L’aspect sauvage du lieu ne se maintient pas tout seul. Sans gestion, les prairies ouvertes et les hautes herbes humides se refermeraient progressivement. Les grands herbivores contribuent à préserver des différences de hauteur et de densité. Leur broutage, leurs zones de repos et leurs traces créent de la place pour une végétation basse à côté d’herbes plus hautes et d’arbustes. La gestion de l’eau maintient fossés et secteurs humides, tandis que d’autres parties restent volontairement tranquilles. Le paysage est orienté sans être apprêté. La gestion conserve sa diversité sans lui donner l’apparence d’un parc urbain classique.
Sa forme allongée renforce encore sa valeur. Les Bretten relient Amsterdam aux paysages de Halfweg et de Spaarnwoude. Les animaux peuvent traverser la périphérie urbaine en suivant l’eau, les roseaux, les prairies et les bosquets. Pour les espèces qui ont besoin d’abris et d’étapes calmes, un tel corridor est plus utile qu’un espace vert isolé. La valeur écologique du site dépend donc autant de ce qui y niche ou y pousse que de sa place dans un réseau plus vaste.
Aucun billet, musée ou guide n’est nécessaire pour s’y promener. Des chemins publics traversent différentes parties du secteur et les itinéraires les plus larges sont également accessibles aux cyclistes.
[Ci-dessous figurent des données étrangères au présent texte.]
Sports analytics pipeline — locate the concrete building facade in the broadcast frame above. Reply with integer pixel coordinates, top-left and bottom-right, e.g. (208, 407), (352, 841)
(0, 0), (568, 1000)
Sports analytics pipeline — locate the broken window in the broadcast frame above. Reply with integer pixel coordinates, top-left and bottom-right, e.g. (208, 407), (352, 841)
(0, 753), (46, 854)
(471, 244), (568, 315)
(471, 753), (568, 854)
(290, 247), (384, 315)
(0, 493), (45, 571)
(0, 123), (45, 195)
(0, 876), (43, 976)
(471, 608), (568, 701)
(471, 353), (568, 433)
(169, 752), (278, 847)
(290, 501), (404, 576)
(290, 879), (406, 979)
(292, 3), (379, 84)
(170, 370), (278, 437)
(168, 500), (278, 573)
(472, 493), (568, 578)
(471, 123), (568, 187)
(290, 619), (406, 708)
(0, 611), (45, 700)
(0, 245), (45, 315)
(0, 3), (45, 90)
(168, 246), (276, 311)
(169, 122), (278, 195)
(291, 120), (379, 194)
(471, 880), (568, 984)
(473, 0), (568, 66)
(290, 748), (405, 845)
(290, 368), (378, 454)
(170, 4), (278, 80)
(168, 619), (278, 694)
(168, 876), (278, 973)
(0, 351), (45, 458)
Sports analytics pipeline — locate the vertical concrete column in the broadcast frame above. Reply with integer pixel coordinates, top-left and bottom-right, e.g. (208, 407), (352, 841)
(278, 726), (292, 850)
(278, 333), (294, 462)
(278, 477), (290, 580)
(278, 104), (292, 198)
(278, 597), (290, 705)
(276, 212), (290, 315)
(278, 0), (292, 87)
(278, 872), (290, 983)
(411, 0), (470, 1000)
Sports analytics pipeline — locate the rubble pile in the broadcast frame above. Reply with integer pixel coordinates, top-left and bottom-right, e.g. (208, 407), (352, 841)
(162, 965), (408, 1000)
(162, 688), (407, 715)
Après la pluie, le terrain peut devenir détrempé et tous les sentiers ne conviennent pas aux personnes à mobilité réduite. Une marche lente permet d’observer davantage : chants dans les roseaux, libellules au-dessus d’un fossé, traces des herbivores ou rapace tournant au-dessus d’un champ. Les infrastructures restent parfois très présentes. Elles montrent surtout combien de nature peut subsister au cœur d’une périphérie urbaine active.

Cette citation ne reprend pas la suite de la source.